True too about a lot of people who want a big constrictor for the wrong purposes, and don't consider whether they can provide the housing needs, etc, for keeping an adult large snake.

Everytime I see baby anacondas advertised for sale, I wonder how many people who think it would be cool to have an anaconda, would be able to provide a proper home for an adult anaconda. Seems to me that it would be very difficult for any private individual who didn't have plenty of space, money, and access to knowledge in creating sufficiently correct habitats, would have an extremely difficult time in coming up with adequate housing and habitat for an adult anaconda.

People acquire giant snakes, alligators, & other such creatures that have "showing off macho" allure and then when that animal's needs grow with it, too often the animal is thrown out with the thinking "it will be able to survive ok in the wild," or "someone will find him and give him a home."
Then when such an animal who has lost its natural wariness of humans, happens to invade a home or injure someone, the animal gets all the blame and often ends up being euthanized for the thoughtlessness of its former owner!

When I bred German Shepherd Dogs, I also saw many people who just wanted a "good guard dog" that would "bite anybody who comes in my yard or messes with my stuff", and I would try to explain the folly of that kind of thinking.
When I visited friends in Chicago, I would see people being pulled down the street by their pitbulls and I would ask, "Why don't you teach that dog not to pull you like that," and offer to show them how to teach a dog to heel properly and watch the handler. The owners replied that they were scared to try to make the dog do anything because it was a pitbull. I would ask them why they had the dogs if they were scared to train and work with their own dog and show the dog the rules they wanted the dog to learn to obey, and they consistently replied that they had the dogs to scare the neighbors, or had the dog to keep people scared to try to come into their house, etc.

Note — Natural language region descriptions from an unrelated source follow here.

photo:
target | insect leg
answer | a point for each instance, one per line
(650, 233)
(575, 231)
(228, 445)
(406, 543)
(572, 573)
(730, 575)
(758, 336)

The type of person who wants animals with such "attention getting" stereotypes sometimes will turn into a wiser, serious enthusiast but more often, gets the animal, uses it to get the attention he/she wants, and then the novelty wears off, the animal's needs require more than the owner wants to give, or the inconvenience, work, and expense of keeping the animal becomes greater than the animal's novelty and ability to get attention, and the animal ends up paying the price.